Wed, May 09, 2018 - Page 7 News List

NASA, Amazon in France to coordinate drone traffic


NASA and Inc are tapping experts in France to figure out how to coordinate drone traffic, bolstering the nation’s role as a hub for evolving regulation of uncrewed aircraft.

While Amazon hired a team in a Paris suburb, NASA headed closer to plane-maker Airbus SE’s home in Toulouse, calling on drone designer Delair-Tech to test prototypes for air traffic management software.

It is a key part of convincing regulators that uncrewed vehicles are safe to fly higher and further out of sight from their operators, such as while delivering goods.

“Coordinating traffic between drones, as well as with planes — it’s the end-goal that’s mobilizing a lot of people across the industry,” Delair-Tech chief executive officer Michael de Lagarde said. “Today, we’re collectively at level zero of traffic management. We just segment the air space.”

NASA has been leading efforts to create a drone air traffic control system, with companies, including Alphabet Inc’s Google and Amazon, signing agreements with the space agency.

France was one of the first nations to regulate commercial drone use in 2012, spurring the growth of local start-ups and spawning expertise that NASA is now tapping.

The US Federal Aviation Administration finalized rules for uncrewed aircraft in mid-2016. While the US relies a lot on case-by-case authorizations, French rules are more permissive, including on things like out-of-sight flights.

The US is not yet at a point where companies can run routine operations with drones — delivery, for instance, is only possible on an exceptional basis, said Phil Finnegan, an analyst at aerospace and defense researcher Teal Group.

That is holding back growth of new services, he said.

“There’s still work to convince governments of the safe operation of drones, including above people’s heads,” Finnegan said. “For a company like Amazon that wants to use a lot of drones, traffic management becomes a big question and a critical one in terms of safety.”

Delair-Tech, which makes image-gathering drones that fly long distances, built and tested prototypes with NASA. Being able to show that drones could report their position, spot other objects and avoid crashing into them were among the company’s goals, De Lagarde said.

For Delair-Tech, upgrading regulations means potentially selling to a broader customer base, as the start-up looks to expand its software offering as part of a collaboration with Intel Corp and eyes raising money from investors by summer to finance that push.

The company’s last round two years ago was for 13 million euros (US$15.5 million) from funds, including one backed by a large cognac-producing family in France.

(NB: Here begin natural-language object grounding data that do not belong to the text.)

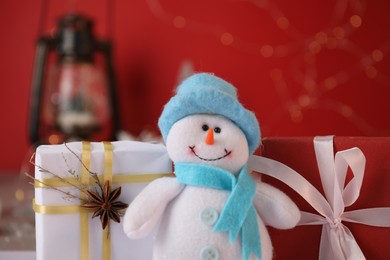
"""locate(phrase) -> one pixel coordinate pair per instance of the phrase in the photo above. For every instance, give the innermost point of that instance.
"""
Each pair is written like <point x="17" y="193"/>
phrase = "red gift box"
<point x="303" y="242"/>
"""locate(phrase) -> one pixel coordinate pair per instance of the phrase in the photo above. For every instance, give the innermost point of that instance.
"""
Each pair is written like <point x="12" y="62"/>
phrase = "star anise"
<point x="105" y="204"/>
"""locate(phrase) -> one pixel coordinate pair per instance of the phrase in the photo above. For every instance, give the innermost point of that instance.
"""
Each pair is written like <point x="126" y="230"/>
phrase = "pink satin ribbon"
<point x="337" y="241"/>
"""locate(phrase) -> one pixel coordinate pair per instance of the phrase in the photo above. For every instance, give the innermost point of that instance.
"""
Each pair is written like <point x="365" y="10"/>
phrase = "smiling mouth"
<point x="227" y="153"/>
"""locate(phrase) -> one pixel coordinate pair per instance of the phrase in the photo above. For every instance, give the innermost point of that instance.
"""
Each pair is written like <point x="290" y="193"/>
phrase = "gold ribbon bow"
<point x="86" y="179"/>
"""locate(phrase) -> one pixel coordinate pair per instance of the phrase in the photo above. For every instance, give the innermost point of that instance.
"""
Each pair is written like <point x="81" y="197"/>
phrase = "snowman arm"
<point x="275" y="208"/>
<point x="146" y="209"/>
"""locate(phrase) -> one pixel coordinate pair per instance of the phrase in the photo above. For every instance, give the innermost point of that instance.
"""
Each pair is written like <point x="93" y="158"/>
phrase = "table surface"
<point x="17" y="224"/>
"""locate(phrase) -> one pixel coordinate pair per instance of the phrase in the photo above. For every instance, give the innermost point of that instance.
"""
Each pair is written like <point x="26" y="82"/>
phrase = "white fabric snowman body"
<point x="188" y="214"/>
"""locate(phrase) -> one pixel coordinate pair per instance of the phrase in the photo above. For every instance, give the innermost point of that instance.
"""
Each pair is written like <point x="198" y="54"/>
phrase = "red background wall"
<point x="305" y="67"/>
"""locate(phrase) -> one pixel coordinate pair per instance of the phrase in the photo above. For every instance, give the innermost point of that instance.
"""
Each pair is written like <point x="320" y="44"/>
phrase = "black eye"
<point x="205" y="127"/>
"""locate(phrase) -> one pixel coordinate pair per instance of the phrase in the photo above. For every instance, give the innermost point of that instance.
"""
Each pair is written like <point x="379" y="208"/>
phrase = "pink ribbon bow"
<point x="337" y="241"/>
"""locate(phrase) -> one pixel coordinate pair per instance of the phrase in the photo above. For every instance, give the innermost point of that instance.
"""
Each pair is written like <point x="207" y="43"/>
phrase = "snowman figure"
<point x="212" y="209"/>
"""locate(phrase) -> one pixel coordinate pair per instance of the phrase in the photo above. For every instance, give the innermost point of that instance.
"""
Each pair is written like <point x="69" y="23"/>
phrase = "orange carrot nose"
<point x="210" y="137"/>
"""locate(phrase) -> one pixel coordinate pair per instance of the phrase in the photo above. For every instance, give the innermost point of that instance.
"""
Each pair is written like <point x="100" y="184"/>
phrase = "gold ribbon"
<point x="106" y="242"/>
<point x="116" y="179"/>
<point x="86" y="179"/>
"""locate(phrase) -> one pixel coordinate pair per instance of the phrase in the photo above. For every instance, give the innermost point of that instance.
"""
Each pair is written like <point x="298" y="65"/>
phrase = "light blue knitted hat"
<point x="205" y="93"/>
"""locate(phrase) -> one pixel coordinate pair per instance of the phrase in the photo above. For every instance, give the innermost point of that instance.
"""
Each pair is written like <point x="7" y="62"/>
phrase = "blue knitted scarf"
<point x="238" y="213"/>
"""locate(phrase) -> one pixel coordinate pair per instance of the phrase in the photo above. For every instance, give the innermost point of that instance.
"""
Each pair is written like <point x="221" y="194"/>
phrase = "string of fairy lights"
<point x="305" y="50"/>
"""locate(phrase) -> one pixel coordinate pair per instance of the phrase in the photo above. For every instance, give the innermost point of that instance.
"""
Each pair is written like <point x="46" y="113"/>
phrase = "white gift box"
<point x="58" y="235"/>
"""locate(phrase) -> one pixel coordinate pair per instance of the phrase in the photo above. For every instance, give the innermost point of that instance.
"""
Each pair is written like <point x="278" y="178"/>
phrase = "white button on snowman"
<point x="212" y="209"/>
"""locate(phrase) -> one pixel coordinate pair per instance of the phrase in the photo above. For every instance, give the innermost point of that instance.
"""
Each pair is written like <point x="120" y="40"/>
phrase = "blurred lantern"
<point x="73" y="88"/>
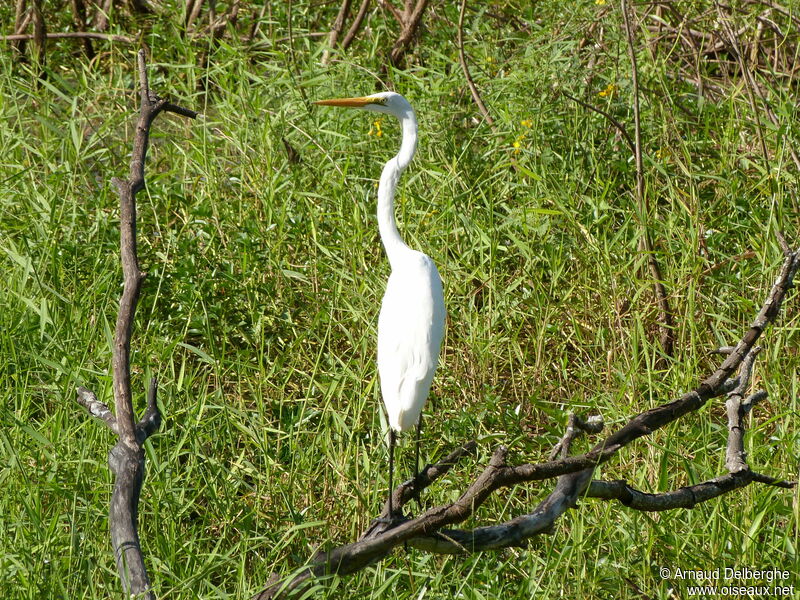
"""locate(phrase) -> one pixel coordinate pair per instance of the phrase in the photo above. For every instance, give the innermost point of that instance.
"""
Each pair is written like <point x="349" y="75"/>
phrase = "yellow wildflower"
<point x="609" y="91"/>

Amazon has also set up a lab near Paris as part of a separate effort to develop its own air traffic control system to manage its fleet of drones flying from warehouses to customers’ doors.

The company hired engineers with expertise in aviation as well as machine learning and artificial intelligence — talent Amazon said it could find more easily in France.

The management system the company is working on would integrate detailed maps, including temporary objects such as construction cranes, weather conditions and birds, Amazon vice president for global innovation policy and communications Paul Misener said last year.

Challenges such as development costs, how to define global standards and deciding who is ultimately responsible for safety and regulation are all pending.